Die Entdeckungen seien bahnbrechend gewesen, sagt der Wissenschaftler. "Zum ersten Mal haben wir sehr große organische Moleküle in einem extraterrestrischen Ozean gefunden." Das könnte darauf hinweisen, dass es in dem Mond biologische Aktivitäten gibt.
Alternativ könnten die Moleküle allerdings auch durch eine hydrothermale Reaktion entstanden sein. "Als Wissenschaftler würden wir uns natürlich freuen, einen Beweis für die Existenz von Leben zu finden», sagt der Forscher. «Aber unser Hauptziel ist es, die Realität zu kennen."

Bedingungen innerhalb des Ozeans werden im Labor simuliert
Dafür versucht der Astrobiologe die Prozesse innerhalb des Mondes besser zu verstehen. Im Labor wollen er und sein Team mit Hilfe von zwei unterschiedlichen Maschinen die Bedingungen im Untergrund des Enceladus-Ozeans simulieren und nachvollziehen, was tief unter der Eisschicht passiert. Ziel ist es, herauszufinden, welche Stoffe sich in dem unterirdischen Ozean entwickeln könnten.
Die Erde ist der einzige Planet in unserem Sonnensystem, auf dem es flüssiges Wasser an der Oberfläche gibt. Unter den Monden im äußeren Sonnensystem gibt es mehrere Kandidaten, bei denen man einen flüssigen Ozean unter der gefrorenen Eisdecke vermutet - zum Beispiel auch beim Saturnmond Europa. Enceladus sei aber bislang der einzige Mond, von dem Proben aus dem unterirdischen Ozean entnommen werden konnten, sagt Khawaja.
Die Erde hat einen, Saturn 274 Monde
In unserem Sonnensystem sind nach Angaben der Nasa bislang 421 Monde bekannt, die um Planeten kreisen. Fast alle Planeten haben mindestens einen. Die Erde besitzt einen, der Mars zwei und Rekordhalter Saturn ganze 274. Dazu gehören aber auch viele sehr kleine Monde. Immer wieder kommt es vor, dass neue entdeckt werden.

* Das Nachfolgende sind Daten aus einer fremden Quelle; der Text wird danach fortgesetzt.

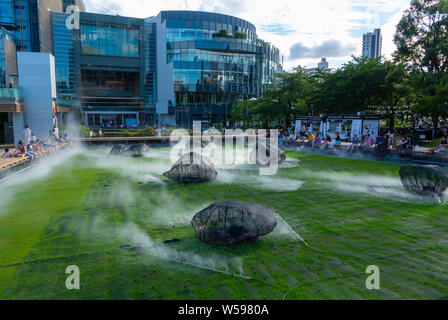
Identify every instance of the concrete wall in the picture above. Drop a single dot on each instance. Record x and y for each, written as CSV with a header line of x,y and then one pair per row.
x,y
37,80
165,77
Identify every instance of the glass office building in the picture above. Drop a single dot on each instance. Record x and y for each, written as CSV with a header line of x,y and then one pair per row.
x,y
217,61
171,69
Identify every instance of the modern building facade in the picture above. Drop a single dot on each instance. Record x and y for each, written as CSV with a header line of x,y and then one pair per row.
x,y
171,69
25,25
322,66
29,22
372,44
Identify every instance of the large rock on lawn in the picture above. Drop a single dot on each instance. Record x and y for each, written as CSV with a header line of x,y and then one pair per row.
x,y
118,150
192,168
233,222
137,150
424,180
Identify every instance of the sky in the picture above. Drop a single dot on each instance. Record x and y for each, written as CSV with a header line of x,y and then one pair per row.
x,y
303,30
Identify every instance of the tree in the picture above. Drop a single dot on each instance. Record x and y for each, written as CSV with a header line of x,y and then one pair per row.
x,y
422,44
422,38
290,92
353,88
393,95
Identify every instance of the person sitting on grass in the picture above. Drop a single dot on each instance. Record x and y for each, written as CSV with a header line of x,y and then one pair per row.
x,y
65,138
327,142
443,146
6,154
317,140
409,147
381,147
22,151
366,142
354,145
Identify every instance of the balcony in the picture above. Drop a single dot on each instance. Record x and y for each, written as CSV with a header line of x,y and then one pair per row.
x,y
10,93
11,100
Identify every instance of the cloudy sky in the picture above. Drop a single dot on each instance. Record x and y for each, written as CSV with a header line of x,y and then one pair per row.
x,y
304,30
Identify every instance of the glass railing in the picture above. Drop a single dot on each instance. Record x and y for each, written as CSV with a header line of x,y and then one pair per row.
x,y
10,93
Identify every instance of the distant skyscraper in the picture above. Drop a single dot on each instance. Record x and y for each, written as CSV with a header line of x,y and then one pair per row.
x,y
372,44
323,65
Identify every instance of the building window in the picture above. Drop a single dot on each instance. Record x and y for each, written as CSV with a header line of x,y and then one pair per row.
x,y
109,41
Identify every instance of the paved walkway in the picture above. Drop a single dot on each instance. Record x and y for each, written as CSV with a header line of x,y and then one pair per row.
x,y
11,162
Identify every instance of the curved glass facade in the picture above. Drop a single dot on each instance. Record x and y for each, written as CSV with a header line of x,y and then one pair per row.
x,y
7,16
171,69
217,59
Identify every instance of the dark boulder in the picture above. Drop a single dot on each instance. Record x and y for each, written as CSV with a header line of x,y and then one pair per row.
x,y
424,180
265,149
192,168
233,222
137,150
118,150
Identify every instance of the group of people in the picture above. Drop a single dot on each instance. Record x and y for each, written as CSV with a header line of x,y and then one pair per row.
x,y
32,147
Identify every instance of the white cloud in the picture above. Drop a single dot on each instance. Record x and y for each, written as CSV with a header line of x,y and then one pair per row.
x,y
310,23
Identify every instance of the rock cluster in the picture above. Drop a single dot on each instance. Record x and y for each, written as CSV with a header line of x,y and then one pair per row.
x,y
192,168
424,180
136,150
233,222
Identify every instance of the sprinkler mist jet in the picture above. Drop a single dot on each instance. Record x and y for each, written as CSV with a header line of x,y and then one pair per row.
x,y
198,266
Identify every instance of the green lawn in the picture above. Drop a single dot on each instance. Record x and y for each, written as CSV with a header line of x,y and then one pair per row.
x,y
351,213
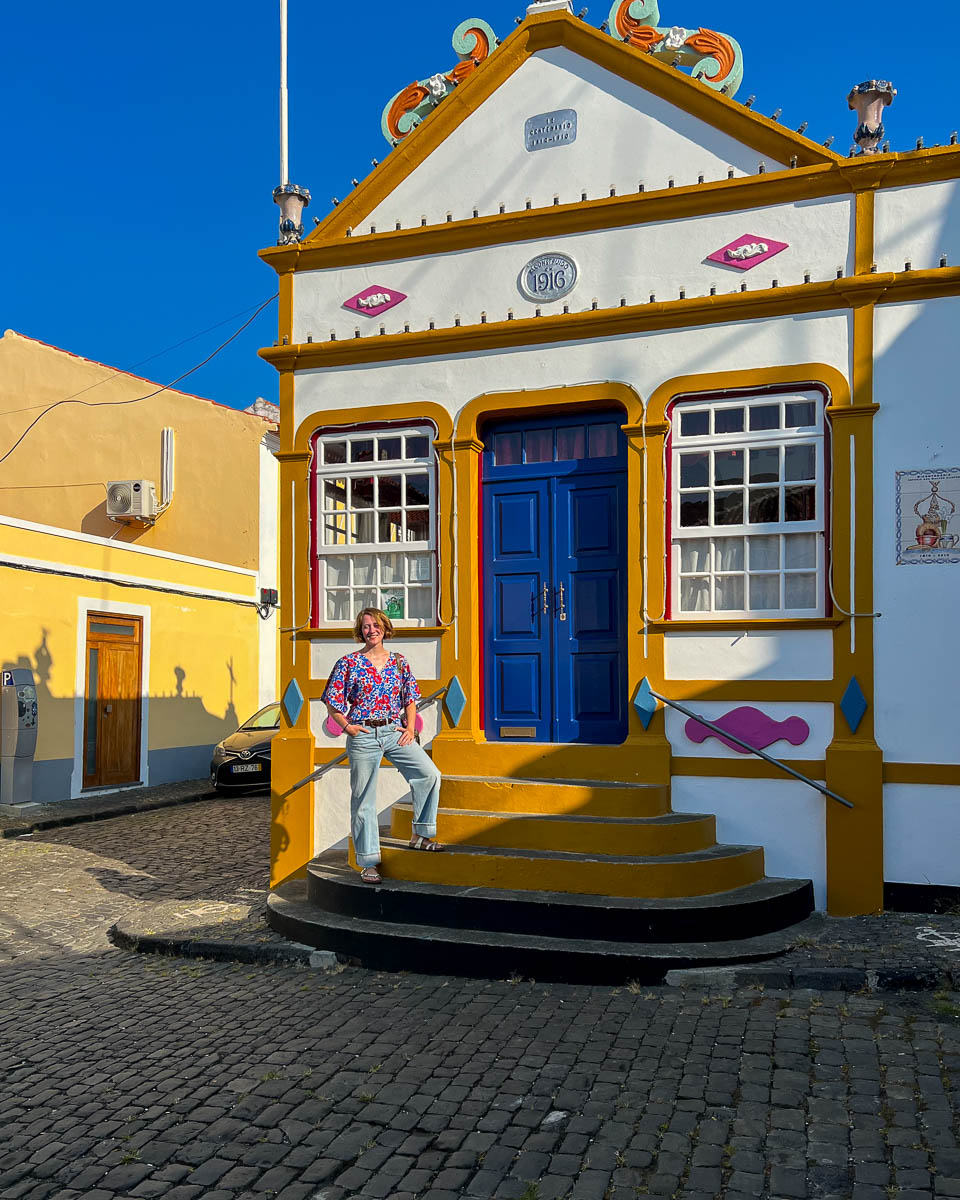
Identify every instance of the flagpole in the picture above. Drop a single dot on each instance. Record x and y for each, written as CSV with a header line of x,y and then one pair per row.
x,y
291,198
285,168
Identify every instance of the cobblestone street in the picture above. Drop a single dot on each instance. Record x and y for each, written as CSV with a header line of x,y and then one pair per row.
x,y
137,1075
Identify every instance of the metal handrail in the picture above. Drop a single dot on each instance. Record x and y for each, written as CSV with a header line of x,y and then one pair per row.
x,y
760,754
335,762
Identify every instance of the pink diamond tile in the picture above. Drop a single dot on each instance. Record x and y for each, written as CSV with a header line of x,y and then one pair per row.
x,y
747,251
375,300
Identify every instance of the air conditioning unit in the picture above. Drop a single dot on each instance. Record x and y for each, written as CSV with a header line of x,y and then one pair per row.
x,y
131,499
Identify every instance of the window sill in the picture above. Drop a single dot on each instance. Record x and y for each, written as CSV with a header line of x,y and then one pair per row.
x,y
346,631
743,624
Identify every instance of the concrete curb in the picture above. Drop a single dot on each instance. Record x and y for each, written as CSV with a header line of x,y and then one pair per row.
x,y
291,954
819,978
816,978
119,810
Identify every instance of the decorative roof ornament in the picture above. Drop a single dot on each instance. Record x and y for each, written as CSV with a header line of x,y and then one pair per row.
x,y
473,41
869,99
715,59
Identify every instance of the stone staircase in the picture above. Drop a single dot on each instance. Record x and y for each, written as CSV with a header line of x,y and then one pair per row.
x,y
558,880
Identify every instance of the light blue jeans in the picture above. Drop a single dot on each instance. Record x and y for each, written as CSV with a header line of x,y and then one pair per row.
x,y
365,751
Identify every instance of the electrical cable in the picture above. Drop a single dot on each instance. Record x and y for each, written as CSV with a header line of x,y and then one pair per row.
x,y
119,371
135,400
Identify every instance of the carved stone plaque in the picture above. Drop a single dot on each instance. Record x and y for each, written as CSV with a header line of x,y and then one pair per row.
x,y
547,277
547,130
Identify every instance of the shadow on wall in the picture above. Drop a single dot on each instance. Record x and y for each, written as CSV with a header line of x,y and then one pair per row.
x,y
179,724
99,525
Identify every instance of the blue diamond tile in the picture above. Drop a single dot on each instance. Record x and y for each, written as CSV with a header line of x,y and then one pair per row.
x,y
645,702
455,701
293,701
853,705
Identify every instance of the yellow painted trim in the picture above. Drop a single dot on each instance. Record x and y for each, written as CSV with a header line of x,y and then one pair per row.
x,y
855,761
939,773
745,768
541,33
328,246
526,831
691,312
559,220
816,691
835,414
598,876
713,623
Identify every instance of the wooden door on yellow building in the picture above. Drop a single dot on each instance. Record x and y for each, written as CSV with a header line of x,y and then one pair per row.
x,y
112,700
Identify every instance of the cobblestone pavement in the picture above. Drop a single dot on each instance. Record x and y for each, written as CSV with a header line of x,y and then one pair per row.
x,y
19,819
61,889
130,1075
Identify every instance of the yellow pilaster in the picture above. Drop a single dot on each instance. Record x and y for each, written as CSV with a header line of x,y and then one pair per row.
x,y
292,750
855,761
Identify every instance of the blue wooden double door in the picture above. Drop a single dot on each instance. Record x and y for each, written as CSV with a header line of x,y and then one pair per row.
x,y
555,580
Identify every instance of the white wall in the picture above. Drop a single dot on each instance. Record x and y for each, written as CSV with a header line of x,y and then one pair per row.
x,y
918,636
643,360
783,816
613,264
625,136
819,719
921,834
749,654
917,225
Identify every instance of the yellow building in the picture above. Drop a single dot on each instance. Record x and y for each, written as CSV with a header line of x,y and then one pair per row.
x,y
144,635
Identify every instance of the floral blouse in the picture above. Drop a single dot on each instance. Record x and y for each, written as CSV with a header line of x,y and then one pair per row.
x,y
357,688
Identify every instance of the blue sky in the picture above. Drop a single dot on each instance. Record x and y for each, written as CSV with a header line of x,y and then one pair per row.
x,y
141,145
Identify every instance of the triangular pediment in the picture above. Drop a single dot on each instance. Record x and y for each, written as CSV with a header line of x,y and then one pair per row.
x,y
639,125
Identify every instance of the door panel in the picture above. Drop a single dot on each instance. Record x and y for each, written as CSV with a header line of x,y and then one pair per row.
x,y
520,688
112,708
555,586
516,606
515,571
591,660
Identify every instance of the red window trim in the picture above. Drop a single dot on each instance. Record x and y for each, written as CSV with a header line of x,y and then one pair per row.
x,y
315,550
700,397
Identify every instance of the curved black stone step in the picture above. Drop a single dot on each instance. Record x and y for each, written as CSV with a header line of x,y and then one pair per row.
x,y
432,949
756,910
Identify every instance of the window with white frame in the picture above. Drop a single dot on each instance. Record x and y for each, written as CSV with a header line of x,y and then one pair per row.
x,y
748,505
376,525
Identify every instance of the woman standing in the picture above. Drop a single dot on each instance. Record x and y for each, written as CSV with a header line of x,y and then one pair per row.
x,y
365,695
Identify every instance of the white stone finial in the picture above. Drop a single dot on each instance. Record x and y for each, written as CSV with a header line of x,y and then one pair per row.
x,y
550,6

Was würde es für die Menschen bedeuten, wenn es auf Enceladus tatsächlich Leben gibt? Khawaja meint: "Die Entdeckung von extraterrestrischem mikrobiellem Leben würde die Hoffnung wecken, dass Spuren des Lebens vielleicht auch an anderen Orten im Universum verbreitet sind und dort Bedingungen herrschen können, unter denen menschenähnliches Leben möglich ist oder in Zukunft angesiedelt werden könnte."
Leben auf Enceladus nur unter dickem Eispanzer möglich, nicht darüber
Der Eismond selbst komme für eine Besiedelung durch den Menschen nicht infrage. Es sei viel zu kalt. An der Oberfläche herrschten Temperaturen um die minus 200 Grad. "Niemand könnte dort überleben." Und es gibt noch einen Haken: "Es würde viele Jahre dauern, Enceladus zu erreichen."

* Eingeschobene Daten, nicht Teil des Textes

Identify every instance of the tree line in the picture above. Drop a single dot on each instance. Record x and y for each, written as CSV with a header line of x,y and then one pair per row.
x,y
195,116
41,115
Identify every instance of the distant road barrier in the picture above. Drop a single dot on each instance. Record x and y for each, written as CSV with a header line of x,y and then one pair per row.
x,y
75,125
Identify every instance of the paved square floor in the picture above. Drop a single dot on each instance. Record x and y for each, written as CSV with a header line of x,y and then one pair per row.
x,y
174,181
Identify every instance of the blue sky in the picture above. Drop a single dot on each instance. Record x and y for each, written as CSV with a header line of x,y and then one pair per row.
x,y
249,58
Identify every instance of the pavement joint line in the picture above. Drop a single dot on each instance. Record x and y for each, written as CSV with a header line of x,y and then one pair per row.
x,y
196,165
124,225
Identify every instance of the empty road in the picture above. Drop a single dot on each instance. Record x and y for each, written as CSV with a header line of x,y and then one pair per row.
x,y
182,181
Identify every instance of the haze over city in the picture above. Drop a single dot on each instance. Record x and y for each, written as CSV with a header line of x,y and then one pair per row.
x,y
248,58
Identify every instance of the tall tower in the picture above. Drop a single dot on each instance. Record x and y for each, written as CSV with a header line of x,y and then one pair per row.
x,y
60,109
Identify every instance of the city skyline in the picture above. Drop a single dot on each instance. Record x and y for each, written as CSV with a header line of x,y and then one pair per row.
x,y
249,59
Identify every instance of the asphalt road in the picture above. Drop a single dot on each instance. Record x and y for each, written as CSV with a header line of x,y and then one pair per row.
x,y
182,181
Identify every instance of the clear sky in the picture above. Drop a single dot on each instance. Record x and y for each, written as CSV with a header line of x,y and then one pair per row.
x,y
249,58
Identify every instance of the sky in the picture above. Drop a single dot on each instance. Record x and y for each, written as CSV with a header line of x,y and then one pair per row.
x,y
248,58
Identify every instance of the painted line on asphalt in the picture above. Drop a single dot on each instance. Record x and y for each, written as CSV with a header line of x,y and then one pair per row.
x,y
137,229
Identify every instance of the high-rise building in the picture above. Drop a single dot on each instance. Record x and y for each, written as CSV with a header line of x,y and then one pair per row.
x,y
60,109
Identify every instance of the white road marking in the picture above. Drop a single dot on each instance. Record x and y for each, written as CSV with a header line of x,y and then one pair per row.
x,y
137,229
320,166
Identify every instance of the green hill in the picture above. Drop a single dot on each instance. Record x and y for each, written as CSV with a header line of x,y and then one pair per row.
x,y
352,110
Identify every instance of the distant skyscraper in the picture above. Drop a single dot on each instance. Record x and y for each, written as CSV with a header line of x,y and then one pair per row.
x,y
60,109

Für alle Science-Fiction-Fans hat der Wissenschaftler eine enttäuschende Nachricht: Von der Vorstellung vom kleinen grünen Männchen, das Enceladus bewohnt, müsse man sich verabschieden. "Wir suchen nicht nach etwas, das uns ähnlich ist und zwei Augen, eine Nase und Arme hat." Wenn überhaupt, könnte es sich um mikrobielles Leben handeln, also winzige Organismen wie Bakterien, die nur unter dem Mikroskop zu sehen sind. Das gelte zumindest für außerirdisches Leben auf Enceladus. "In anderen Galaxien, in sehr weit entfernten Welten - das weiß niemand."